Perusahaan fintech Synapse memasuki tahap kebangkrutan pada bulan April 2024 lalu. Akibatnya, sejumlah besar nasabah dilaporkan mengalami kerugian yang besar, diperkirakan mencapai Rp 1,5 triliun. Permasalahan ini bermula dari perselisihan antara Synapse dan Evolve Bank terkait saldo nasabah pada bulan Mei tahun yang sama.
Synapse, perusahaan fintech yang dikenal membantu startup fintech seperti Yotta and Juno dalam menyediakan rekening giro dan kartu debit dengan menghubungkan layanan pemberi pinjaman kecil seperti Evolve. Namun, akhirnya perusahaan ini mematikan akses ke sistem utama untuk memproses transaksi. Hal ini menyebabkan perpindahan klien secara besar-besaran dan pada akhirnya mengakibatkan kebangkrutan Synapse.
Ditemukan bahwa sejumlah besar dana nasabah menghilang, yang mencapai hingga US$96 juta (Rp 1,5 triliun). Kasus ini akhirnya dibawa ke pengadilan, namun keberadaan uang yang hilang belum dapat dipastikan.
Salah satu nasabah, Kayla Morris, harus menanggung kehilangan uang sebesar US$282.153,87 (Rp 4,4 miliar). Dia menyatakan bahwa akunnya terkunci selama enam bulan setelah insiden tersebut terjadi. Namun, harapannya akan mendapatkan kembali uangnya terbukti tidak didukung, karena Evolve Bank hanya akan membayar sebesar US$500 dari jumlah yang hilang.

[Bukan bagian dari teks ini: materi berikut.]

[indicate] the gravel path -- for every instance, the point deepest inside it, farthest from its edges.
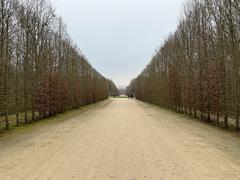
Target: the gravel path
(122, 140)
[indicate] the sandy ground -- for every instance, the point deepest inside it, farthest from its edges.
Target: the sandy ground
(123, 140)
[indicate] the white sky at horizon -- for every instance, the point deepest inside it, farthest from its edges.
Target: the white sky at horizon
(119, 37)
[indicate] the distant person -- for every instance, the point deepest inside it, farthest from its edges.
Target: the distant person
(132, 96)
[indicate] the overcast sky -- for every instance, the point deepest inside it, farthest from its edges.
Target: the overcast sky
(119, 37)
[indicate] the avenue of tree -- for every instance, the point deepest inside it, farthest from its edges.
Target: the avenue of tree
(42, 72)
(197, 69)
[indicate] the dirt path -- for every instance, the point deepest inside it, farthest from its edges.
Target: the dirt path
(124, 140)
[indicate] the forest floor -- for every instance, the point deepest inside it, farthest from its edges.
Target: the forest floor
(124, 140)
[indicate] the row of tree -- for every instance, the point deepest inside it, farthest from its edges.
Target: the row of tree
(197, 70)
(42, 72)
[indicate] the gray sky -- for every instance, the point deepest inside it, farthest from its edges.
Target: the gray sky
(119, 37)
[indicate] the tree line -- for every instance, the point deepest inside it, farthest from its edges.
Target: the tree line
(197, 69)
(42, 72)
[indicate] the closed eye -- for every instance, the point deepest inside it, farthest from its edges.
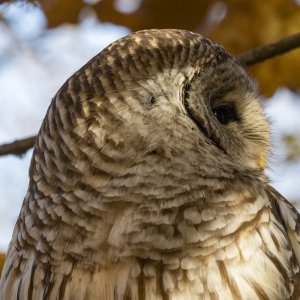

Hal serupa juga dialami oleh nasabah lainnya seperti Zach Jacobs, yang memiliki tabungan sebesar US$94.468,92 (Rp 1,5 miliar) namun hanya didapatkan pengembalian sebesar US$128,68 (Rp 2 jutaan). Hal ini memicu reaksi dari nasabah lainnya, dan sebuah kelompok bernama Fight For Our Funds terbentuk untuk mencari keadilan. Kelompok ini berhasil mendaftarkan 3.454 orang anggota dengan total dana yang hilang mencapai US$30,4 juta (Rp 483,1 miliar).